I Love Him—Short Fiction #11

“He doesn’t want to see you,” her father said.

“His parents called us,” her mother said.

“I love him,” she said. “He wants to be with me.”

“You are only fifteen,” her mother said. “He doesn’t want to see you.”

“You slept with him, and now you are pregnant,” her father said.

“I love him,” she said. “We are having a baby.”

“You are too young!” her mother said.

“He is too young,” her father said. “He doesn’t want to see you.”

“I love him,” she said. “We will be very happy.”

“My poor baby,” her mother sobbed.

“Go to your room,” her father said. “You will never see him again.”

She went to her room. Later, she apologized to her parents and offered to make dinner so that they could be one happy family again.

“We are sorry this has happened to you,” her mother said.
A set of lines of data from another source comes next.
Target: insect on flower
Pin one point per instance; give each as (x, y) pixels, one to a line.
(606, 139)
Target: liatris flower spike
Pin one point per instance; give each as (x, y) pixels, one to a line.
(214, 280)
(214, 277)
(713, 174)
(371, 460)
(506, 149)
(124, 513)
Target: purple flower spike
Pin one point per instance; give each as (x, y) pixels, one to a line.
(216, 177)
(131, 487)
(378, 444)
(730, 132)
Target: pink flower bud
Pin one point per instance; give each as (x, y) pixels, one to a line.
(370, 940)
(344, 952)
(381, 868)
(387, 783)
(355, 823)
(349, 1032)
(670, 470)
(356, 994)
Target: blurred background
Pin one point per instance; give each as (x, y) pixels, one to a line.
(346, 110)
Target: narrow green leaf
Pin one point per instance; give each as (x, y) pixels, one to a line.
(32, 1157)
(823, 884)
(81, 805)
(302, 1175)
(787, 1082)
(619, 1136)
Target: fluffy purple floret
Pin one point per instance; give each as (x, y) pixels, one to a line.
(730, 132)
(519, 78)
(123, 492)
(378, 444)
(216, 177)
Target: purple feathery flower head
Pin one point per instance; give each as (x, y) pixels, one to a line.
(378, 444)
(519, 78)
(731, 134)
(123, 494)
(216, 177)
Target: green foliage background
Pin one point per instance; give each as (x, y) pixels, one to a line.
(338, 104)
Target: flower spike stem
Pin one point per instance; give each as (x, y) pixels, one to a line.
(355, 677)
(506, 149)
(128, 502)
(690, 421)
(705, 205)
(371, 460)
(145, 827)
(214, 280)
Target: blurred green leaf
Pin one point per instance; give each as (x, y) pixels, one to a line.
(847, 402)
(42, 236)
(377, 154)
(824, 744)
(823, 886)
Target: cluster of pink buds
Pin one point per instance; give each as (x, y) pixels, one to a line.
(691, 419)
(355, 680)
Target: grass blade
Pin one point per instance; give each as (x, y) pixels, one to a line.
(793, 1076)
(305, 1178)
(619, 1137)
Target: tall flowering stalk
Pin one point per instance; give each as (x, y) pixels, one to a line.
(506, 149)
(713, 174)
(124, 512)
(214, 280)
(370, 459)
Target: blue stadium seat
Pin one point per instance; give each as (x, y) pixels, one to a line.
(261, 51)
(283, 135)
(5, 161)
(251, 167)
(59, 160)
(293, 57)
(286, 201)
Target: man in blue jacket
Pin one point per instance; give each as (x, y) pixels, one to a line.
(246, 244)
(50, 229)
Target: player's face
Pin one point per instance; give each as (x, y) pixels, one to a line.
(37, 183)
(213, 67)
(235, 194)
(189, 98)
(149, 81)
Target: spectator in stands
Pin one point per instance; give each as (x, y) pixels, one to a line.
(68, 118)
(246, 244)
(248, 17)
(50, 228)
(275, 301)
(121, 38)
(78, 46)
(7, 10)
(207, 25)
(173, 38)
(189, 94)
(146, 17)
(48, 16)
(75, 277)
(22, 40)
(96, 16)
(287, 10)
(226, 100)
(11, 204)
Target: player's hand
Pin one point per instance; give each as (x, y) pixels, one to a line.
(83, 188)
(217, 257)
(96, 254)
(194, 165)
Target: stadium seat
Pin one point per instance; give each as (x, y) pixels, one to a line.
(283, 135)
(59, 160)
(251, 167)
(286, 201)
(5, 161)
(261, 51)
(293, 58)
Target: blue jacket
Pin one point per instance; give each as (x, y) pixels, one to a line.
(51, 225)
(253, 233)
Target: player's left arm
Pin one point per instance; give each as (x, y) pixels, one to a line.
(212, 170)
“But of course we must take you to the clinic to terminate your pregnancy,” her father said.

She brought her parents each a glass of wine and bid them relax while she cooked. When dinner was ready, she called them to the table and served them the lasagna casserole she had made.

“This is delicious,” her mother said, taking a bite.

“We are sorry you cannot see him any more, but you will find someone else,” her father said, gobbling the lasagna on his plate and getting seconds and then thirds. Even her mother had a second helping.

Later, she watched while her parents staggered and fell to the floor, confusion in their eyes as their bodies became paralyzed, their breathing labored.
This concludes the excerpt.